Vice president Joan Karron pointed to market data supporting the launch: retail sales of organic cotton products up 85% in 2007; and a survey in which two-thirds of Americans said they are willing to spend more for environmentally friendly products.
"Parents will give their children the very best," she added. "We believe there's a groundswell developing, and it starts with the kids."
Cotton used is 100% organic, certified by SKAL, and created with low-impact dyestuffs, she said. Designs feature animals, butterflies, sports, florals and '50s graphic themes.
Eco-friendly packaging has a smaller carbon footprint, and the insert is made from recycled materials.
The program targets mass and specialty stores.
"This has two big departures: offering all-cotton for kids and doing organic in patterns that will sell," said Karron.
In adult bedding, Dance Party is the new design direction CHF is backing, featuring "exuberant and outrageous floral designs," she said.
With a large section of the CHF showroom now devoted to design studio space as well as proprietary sectors for individual clients, CHF is showing three Dance Party beds to underscore where it sees trend heading.

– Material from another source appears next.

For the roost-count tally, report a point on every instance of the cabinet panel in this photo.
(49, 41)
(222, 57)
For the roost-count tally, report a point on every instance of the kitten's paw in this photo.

"This is not a revival of anything," said Karron. "It's a whole new statement."
The florals are dramatic and colorful, ranging in tone from young to traditional. CHF is pairing it with coordinated velvet coverlets as well as animal skin printed sheets. Constructions are sateen, silk and poly.
"This collection is like a mannequin. We're using it to demonstrate a conviction about a point of view," she said.
In bath, CHF has merged its resources so it's using its fancy towel and accessories businesses to support one another. The emphasis is on showing coordinating concepts that would work well on endcaps in key design trends: southwest, animal, global, soft modern and traditional.
"We feel that endcap, textiles-driven fashion is the way to go with this," said Karron.
In window, the focus rests on innovative silhouettes, according to John Witkowski, executive vp. On the formal end (often under the Peri brand), faux silks, silks and velvets are strong, as are engineered looks and earth tones.
The company is also seeing a lot of traction in energy-efficient products: lined, inter-lined and black-out. "If you're paying electric bills and gas bills you know that's a big part of everybody's costs these days," he said.